Nor did the international inquiry’s promoters appear to fully take account of the time lag between their hurried political objectives and the tribunal’s far slower pace.
In the years between Hariri’s assassination and the moment the tribunal came to life, the Lebanese and regional contexts underwent a dramatic change. Syria withdrew from Lebanon and, far from being ostracised, was being courted again, notably by France but also, to a lesser degree, the U.S.
The 2006 war plainly established Hizbollah’s military potential, deepened Lebanon’s internal rifts and damaged the West’s Arab allies. Hizbollah’s brief May 2008 takeover of Beirut, followed by the Doha accord between duelling Lebanese camps, ratified a new domestic balance of power, ushered in a national unity government and hastened the fragmentation of the pro-Western, anti-Syrian coalition led by Saad Hariri, known as March 14. Following Saudi Arabia’s footsteps, Hariri himself achieved a measure of reconciliation with Damascus.
Something else changed in the intervening period — the identity of the presumed culprit. As recent media leaks suggest and as Hizbollah’s own statements confirm, operatives belonging to the Shiite movement are now widely anticipated to be the first indictees.

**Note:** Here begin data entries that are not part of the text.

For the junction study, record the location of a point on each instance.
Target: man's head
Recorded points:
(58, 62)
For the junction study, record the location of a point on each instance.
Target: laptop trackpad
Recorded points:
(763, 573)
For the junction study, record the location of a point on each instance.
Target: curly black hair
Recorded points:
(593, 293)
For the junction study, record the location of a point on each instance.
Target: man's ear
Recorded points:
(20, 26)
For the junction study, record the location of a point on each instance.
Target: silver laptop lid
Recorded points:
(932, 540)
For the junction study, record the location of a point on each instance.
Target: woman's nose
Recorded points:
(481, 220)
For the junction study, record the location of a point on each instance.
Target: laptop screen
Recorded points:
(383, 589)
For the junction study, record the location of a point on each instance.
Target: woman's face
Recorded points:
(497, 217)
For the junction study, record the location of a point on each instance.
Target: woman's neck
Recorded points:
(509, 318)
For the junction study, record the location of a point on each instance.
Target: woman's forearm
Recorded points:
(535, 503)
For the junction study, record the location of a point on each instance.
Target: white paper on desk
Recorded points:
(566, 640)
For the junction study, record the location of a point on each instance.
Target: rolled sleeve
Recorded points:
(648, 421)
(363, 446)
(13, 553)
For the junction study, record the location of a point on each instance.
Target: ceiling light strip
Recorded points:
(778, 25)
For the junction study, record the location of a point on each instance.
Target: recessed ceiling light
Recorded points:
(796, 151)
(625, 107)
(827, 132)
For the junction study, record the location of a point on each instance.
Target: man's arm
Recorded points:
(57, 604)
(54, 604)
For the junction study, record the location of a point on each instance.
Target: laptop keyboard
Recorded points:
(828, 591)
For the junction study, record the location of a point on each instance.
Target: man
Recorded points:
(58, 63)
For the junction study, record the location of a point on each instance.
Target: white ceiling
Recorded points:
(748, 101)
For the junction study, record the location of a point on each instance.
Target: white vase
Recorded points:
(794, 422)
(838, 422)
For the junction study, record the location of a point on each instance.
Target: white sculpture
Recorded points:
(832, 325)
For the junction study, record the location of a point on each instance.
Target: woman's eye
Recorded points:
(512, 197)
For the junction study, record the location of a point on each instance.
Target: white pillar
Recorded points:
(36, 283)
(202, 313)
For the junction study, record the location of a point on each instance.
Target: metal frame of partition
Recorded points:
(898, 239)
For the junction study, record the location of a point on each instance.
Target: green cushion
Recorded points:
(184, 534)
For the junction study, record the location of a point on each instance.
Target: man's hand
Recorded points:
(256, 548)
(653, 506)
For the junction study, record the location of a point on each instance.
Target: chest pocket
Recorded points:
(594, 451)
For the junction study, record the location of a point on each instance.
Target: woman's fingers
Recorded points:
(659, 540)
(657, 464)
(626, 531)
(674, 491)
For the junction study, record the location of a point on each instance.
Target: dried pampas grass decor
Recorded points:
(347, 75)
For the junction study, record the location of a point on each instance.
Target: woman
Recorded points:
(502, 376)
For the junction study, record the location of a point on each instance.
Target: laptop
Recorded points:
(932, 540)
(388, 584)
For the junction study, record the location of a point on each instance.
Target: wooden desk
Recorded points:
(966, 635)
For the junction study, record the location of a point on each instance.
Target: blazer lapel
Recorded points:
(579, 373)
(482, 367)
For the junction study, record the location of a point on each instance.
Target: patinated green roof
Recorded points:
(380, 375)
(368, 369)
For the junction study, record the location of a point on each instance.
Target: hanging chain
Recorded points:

For March 14, the STL once more turned into a precious instrument in the domestic confrontation and, for its foreign backers, a tool with which to curb the Shiite movement. For Hizbollah, the tribunal became a matter of life-and-death, seen as another in its foes’ serial attempts to defeat it: accusations accepted as legitimate in Lebanon and the region could seriously damage its reputation, liken it to a mere (albeit powerful) sectarian militia, revive perilous sectarian tensions and rekindle efforts to disarm it.

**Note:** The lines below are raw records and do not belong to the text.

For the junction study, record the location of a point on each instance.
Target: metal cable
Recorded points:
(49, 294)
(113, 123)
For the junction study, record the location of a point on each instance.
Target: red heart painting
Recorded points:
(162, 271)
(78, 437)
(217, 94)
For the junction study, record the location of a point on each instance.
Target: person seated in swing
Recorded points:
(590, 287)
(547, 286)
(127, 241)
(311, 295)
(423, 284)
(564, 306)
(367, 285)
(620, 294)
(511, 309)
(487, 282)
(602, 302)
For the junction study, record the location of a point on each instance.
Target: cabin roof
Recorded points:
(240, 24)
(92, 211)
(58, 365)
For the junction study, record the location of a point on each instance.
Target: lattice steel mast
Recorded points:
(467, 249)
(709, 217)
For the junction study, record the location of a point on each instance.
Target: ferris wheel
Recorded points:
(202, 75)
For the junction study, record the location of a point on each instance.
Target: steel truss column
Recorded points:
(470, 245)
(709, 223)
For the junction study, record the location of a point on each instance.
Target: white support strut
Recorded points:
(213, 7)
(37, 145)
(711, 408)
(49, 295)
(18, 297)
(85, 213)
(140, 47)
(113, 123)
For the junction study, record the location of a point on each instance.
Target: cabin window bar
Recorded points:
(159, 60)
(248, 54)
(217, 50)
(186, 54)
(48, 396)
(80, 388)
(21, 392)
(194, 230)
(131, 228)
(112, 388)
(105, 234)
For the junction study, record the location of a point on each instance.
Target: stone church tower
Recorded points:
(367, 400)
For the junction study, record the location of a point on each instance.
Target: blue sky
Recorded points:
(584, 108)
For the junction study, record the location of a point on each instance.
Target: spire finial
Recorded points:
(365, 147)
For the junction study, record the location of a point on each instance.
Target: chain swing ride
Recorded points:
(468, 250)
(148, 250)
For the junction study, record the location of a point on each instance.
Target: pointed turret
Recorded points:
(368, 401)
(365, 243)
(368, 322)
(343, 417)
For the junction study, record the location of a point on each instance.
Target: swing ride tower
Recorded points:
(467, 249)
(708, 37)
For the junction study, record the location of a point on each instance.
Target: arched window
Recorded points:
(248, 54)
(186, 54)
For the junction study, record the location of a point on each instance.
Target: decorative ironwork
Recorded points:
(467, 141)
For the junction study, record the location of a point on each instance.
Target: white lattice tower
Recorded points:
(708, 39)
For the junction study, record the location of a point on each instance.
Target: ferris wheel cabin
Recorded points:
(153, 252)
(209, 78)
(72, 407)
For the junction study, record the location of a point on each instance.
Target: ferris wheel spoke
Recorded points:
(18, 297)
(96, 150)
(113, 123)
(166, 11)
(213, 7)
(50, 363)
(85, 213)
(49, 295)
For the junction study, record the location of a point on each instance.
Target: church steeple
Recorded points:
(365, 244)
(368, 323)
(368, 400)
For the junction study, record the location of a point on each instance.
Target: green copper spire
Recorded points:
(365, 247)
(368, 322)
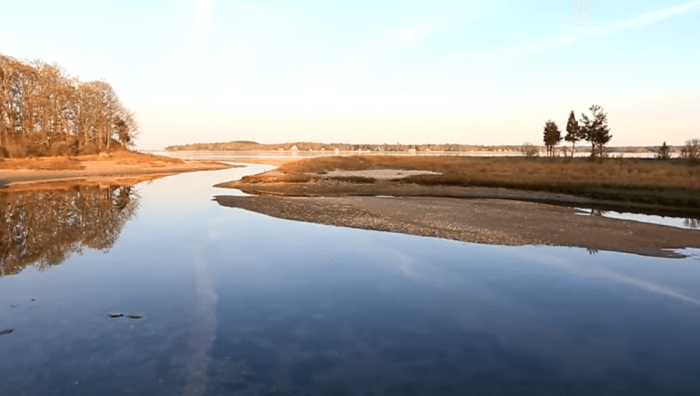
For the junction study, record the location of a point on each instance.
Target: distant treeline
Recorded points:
(306, 146)
(45, 111)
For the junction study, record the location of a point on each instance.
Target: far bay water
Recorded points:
(229, 302)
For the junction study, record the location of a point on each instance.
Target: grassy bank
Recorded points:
(665, 183)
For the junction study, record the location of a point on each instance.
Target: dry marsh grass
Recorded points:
(43, 163)
(671, 183)
(76, 163)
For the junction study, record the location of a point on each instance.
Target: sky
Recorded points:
(380, 71)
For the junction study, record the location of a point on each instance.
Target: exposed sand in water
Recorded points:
(379, 174)
(489, 221)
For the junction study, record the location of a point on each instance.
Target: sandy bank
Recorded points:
(490, 221)
(105, 169)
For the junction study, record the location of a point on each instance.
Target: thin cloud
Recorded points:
(202, 22)
(595, 31)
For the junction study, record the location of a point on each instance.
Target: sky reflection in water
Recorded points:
(239, 303)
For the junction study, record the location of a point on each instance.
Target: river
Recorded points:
(229, 302)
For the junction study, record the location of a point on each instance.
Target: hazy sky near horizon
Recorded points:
(487, 72)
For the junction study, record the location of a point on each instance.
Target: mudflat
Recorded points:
(478, 200)
(489, 221)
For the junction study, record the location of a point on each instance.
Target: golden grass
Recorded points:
(635, 180)
(42, 163)
(76, 163)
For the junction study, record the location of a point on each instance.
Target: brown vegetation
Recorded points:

As a result, Hizbollah and its allies started an intensive, relentless campaign to discredit the tribunal and intimidate those who might support it. Aided by some of the probe’s initial missteps, the Shiite movement successfully polarised and politicised the situation so that, even before indictments have been handed down, public opinion in Lebanon and the Arab world already has made up its mind.
In its view, there are those who are convinced the STL is a blatantly political instrument doing Israel’s and the West’s bidding, and there are those who are persuaded of Hizbollah’s guilt. However credible or thorough the indictments, they are unlikely to change this much. Hizbollah threats to take unspecified action also loom large.
Nothing good can come of this. Some within March 14 and its backers believe the Shiite movement is bluffing, that it cannot afford to provoke a confrontation lest it bolster the very image of itself as a sectarian militia it fears the indictments will promote.
Hizbollah and its supporters seem to think, conversely, that Hariri will cave in to pressure, cut all ties to the STL and denounce its allegedly political agenda. Both scenarios are theoretically plausible, neither is likely. The Shiite movement, having warned of catastrophe, can ill afford to do nothing; Hariri, having taken the helm of the Sunni community, would pay a heavy price for turning his back on the murder of the man who was both his father and that community’s pre-eminent leader.
Banking on Hizbollah’s tameness or Hariri’s capitulation will only encourage the two sides to stick to uncompromising positions that could push Lebanon to the brink, warns the report.